Knowledge graphs: Encyclopaedias for machines

by Luciano Del Corro on in Natural Language Understanding

The term “knowledge graph” is becoming increasingly popular in the field of Artificial Intelligence (AI). The term itself is relatively new, but knowledge graphs have been around for decades. They initially emerged from the database community and were commonly referred as ontologies or knowledge bases. This post is intended to give an initial overview of knowledge graphs, their main components, and an insight into how fundamental they are to empower intelligent systems.

A knowledge graph can be intuitively described as an encyclopedia for machines. It consists of a formal description of certain knowledge that can be accessed and reasoned about by computers. As a book contains knowledge meant to be read by humans, a knowledge graph is specially formatted to be understood by computers.

Nowadays, knowledge graph construction is one of the hottest topics in AI. Its ultimate goal is to translate human generated knowledge (predominantly available in textual form like books, news, scientific papers, etc.) into formal representations that can be easily understood by machines.

You might not have noticed yet, but knowledge graphs are already part of your life. Either by allowing you to directly search for information in your preferred search engine or by working in the background of your favorite applications. Apple’s Siri, Microsoft’s Cortana, Amazon Echo, or Google Now, for example, heavily rely on knowledge graphs to fulfill your requests. Many of the most popular specialized websites such as IMDb or TripAdvisor are built on top of knowledge graphs so they can be read by humans or computers alike. If you are a Facebook or Twitter user, you are yourself part of a knowledge graph that algorithms use to suggest you new contacts, posts or ads.

As said, what ultimately makes a knowledge graph distinct from any other information source is that it can be accessed directly by machines without any human intermediation. Since computers only understand formal language, the information contained in a knowledge graph is usually referred as structured data, as opposed to unstructured data (like plain text) only understandable to humans.

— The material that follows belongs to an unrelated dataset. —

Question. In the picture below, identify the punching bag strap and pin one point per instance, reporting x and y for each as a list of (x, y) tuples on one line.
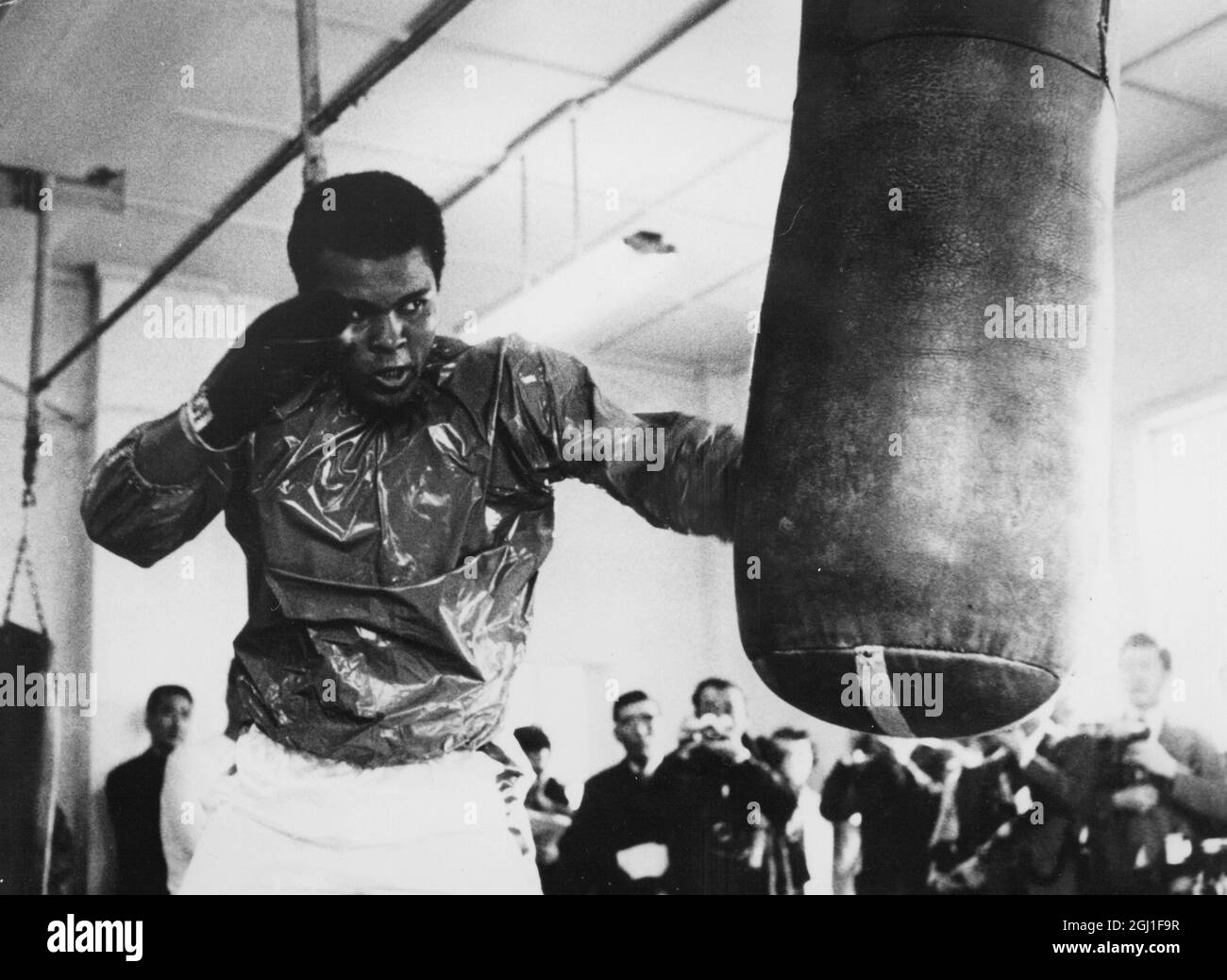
[(871, 666)]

From a more technical aspect, a fundamental trade-off must be considered when designing a knowledge graph. On one side, a knowledge graph should be descriptive enough so that complex knowledge can be encoded; but on the other side, this description should be sufficiently simple so that the computer can handle it in a fast way. There is an important branch of AI focused on solving this question with major mathematical, philosophical and engineering challenges.

There are multiple definitions and descriptions of a knowledge graph according to the needs of the particular applications. For the purpose of this article, we will focus on a representation based on entities, relations, and facts.

Named entities, relations, facts and classes

Probably, the most popular approach to computationally encode knowledge is through the so-called entities and relations. In this view, a knowledge graph is just a set of entities (Lionel Messi, Argentina, etc.), a set of relations between those entities (<plays_for>, <was_born_in>), and a set of facts. Facts are the combination of the previous two (<Messi, plays_for, Argentina>).

Entities are mostly persons, organizations, locations or products. These are usually called named entities because they refer to real world objects (physical or abstract) that bear a name. Barack Obama, Hawaii, Greece, Batman, or iPhone 7 are examples of named entities.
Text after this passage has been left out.